Valencia Watson

BioE Ph.D. Proposal Presentation

1:00 PM, Friday, April 19, 2024

Location: Molecular Sciences and Engineering; Room G021

Teams Meeting Link: https://teams.microsoft.com/l/meetup-join/19%3ameeting_NDJhYWQ2MzAtNDJjZS00YzFlLTlkZmEtZWM4ODU1Y2VhYjcy%40thread.v2/0?context=%7b%22Tid%22%3a%22482198bb-ae7b-4b25-8b7a-6d7f32faa083%22%2c%22Oid%22%3a%2274e7bdf0-8445-4095-940b-c7a500a408bb%22%7d

Advisors:

Dr. Cheng Zhu, Ph.D. (BME, Georgia Institute of Technology & Emory)

Committee:

Dr. Edward Botchwey, Ph.D. (BME, Georgia Institute of Technology & Emory)

Dr. Nicole Schmitt, M.D. (Department of Otolaryngology, Emory University)

Dr. Karmella Haynes, Ph.D. (BME, Georgia Institute of Technology & Emory)

Dr. John Blazeck, PhD. (Chemical & Biomolecular Engineering, Georgia Institute of Technology)

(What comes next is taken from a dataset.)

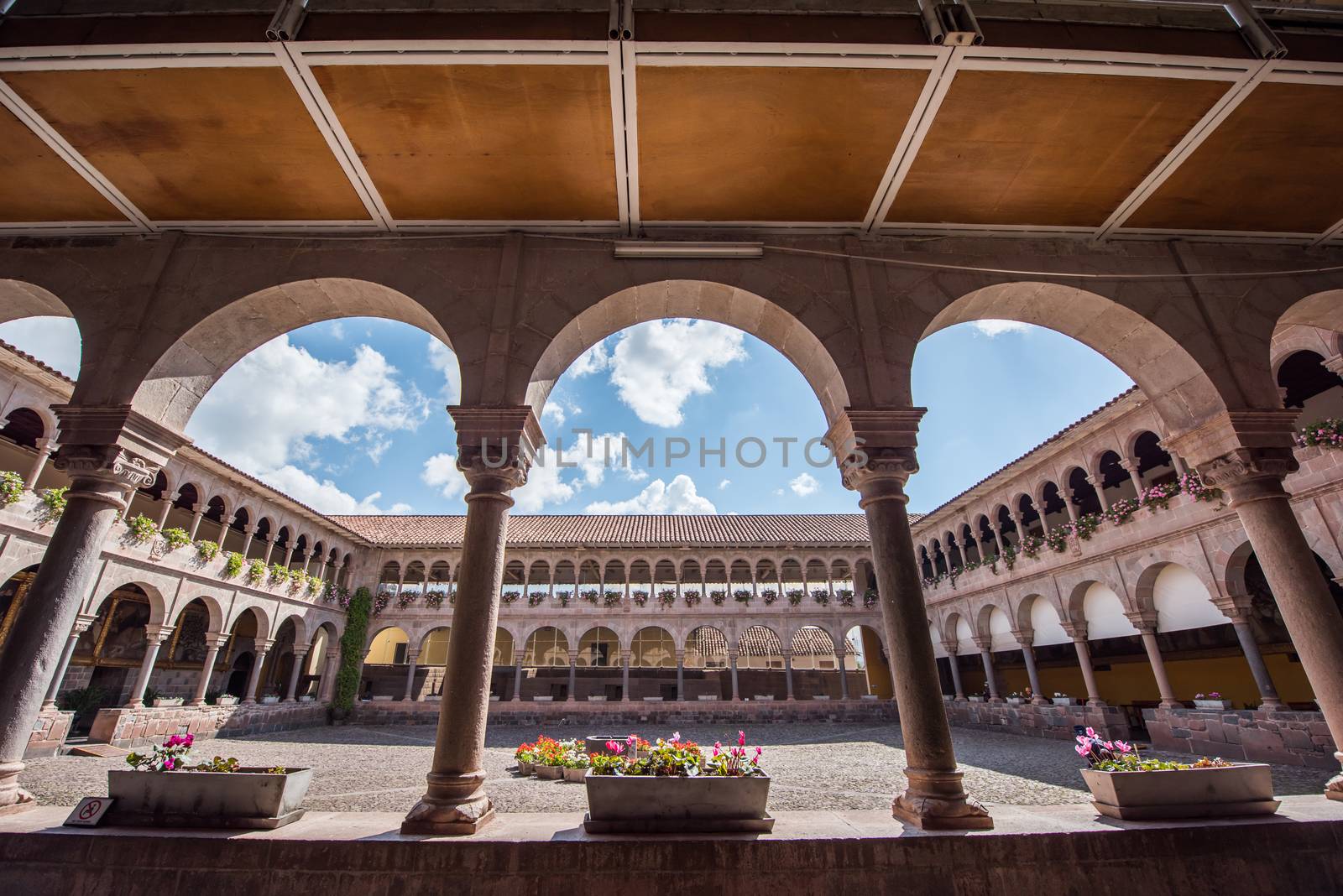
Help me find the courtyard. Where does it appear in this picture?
[24,723,1331,813]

Mechanisms of impaired T cell antigen sensing in TP53 mutation expressing cancers, and the co-agonist effect of Wild Type (WT) p53 self-antigen

Immunotherapy is becoming increasingly more popular as a treatment option for cancer, especially in patients with chemotherapy resistant tumors. Although immunotherapy has been highly bought into as a treatment option for cancer patients, product efficacy is low. Taking interest in the rising occurrence of head and neck squamous cell carcinoma (HNSCC), consider anti-PD-1 (α-PD1), for example. α-PD1 is an FDA approved ICB treatment for metastatic HNSCC, but a marginal percentage of patients respond to treatment. Immunotherapies such as α-PD1, provide a future in cancer therapy that aims to reduce the toxic side effects of chemotherapy, however, further insight into TME immunosuppression is required to improve the efficacy of these treatment methods.

To advance the knowledge of TME immunosuppression, this study will focus on cytotoxic T cells, as they are integral in tumor clearance. CD8+ T cells are presented antigens in a histocompatibility complex (MHC) manner. The T cell receptor (TCR) forms a bond with the epitope presented in the binding groove of the major histocompatibility complex (pMHC). T cells exert endogenous forces on TCR–pMHC bonds to amplify antigen sensing. To bind pMHC, TCR experiences a conformational change. In the inactive TCR conformation, cholesterol binds the TCRβ subunit to allosterically regulate its function. Manipulation of cholesterol may enhance the anti-tumor immune response of cytotoxic T cells by unknown mechanisms. Recently, our lab demonstrated melanoma TME induces impaired T cell antigen response. We aim to expand these findings to determine if impaired TCR antigen recognition is conserved in other cancer types, test whether targeting cholesterol can restore TCR antigen recognition, and to identify TME immunosuppressive factors that may be contributing to this apparent loss in function. It is hypothesized that reduced TCR antigen response will be seen in other cancer types and can be recovered through cholesterol inhibition.

TCR based precision adoptive cell therapy has also demonstrated potential as a treatment option for cancer patients with tumors expressing tumor suppressor protein TP53 gene mutations. Still, extensively more work needs to be done to better characterize the TCR tumor antigen (neoantigen) response and improve clinical outcomes. We aim to advance the understanding of p53 mutant reactive TCRs and make contributions towards the development of parameters needed to determine their efficacy in ACT. Studies on ACT and other forms of immunotherapy suggest that TCR affinity, force, and downstream signaling are critical for optimal T-cell function and anti-tumor immune responses30.  We aim to explore differences in the affinity, signaling and mechanosensing of 5 patient-derived, R175H hot spot mutant reactive, TCRs to self vs. mutated ligand. We hypothesize that non-stimulatory wild-type (WT) p53 peptide will enhance binding of TCR to antigen via CD8.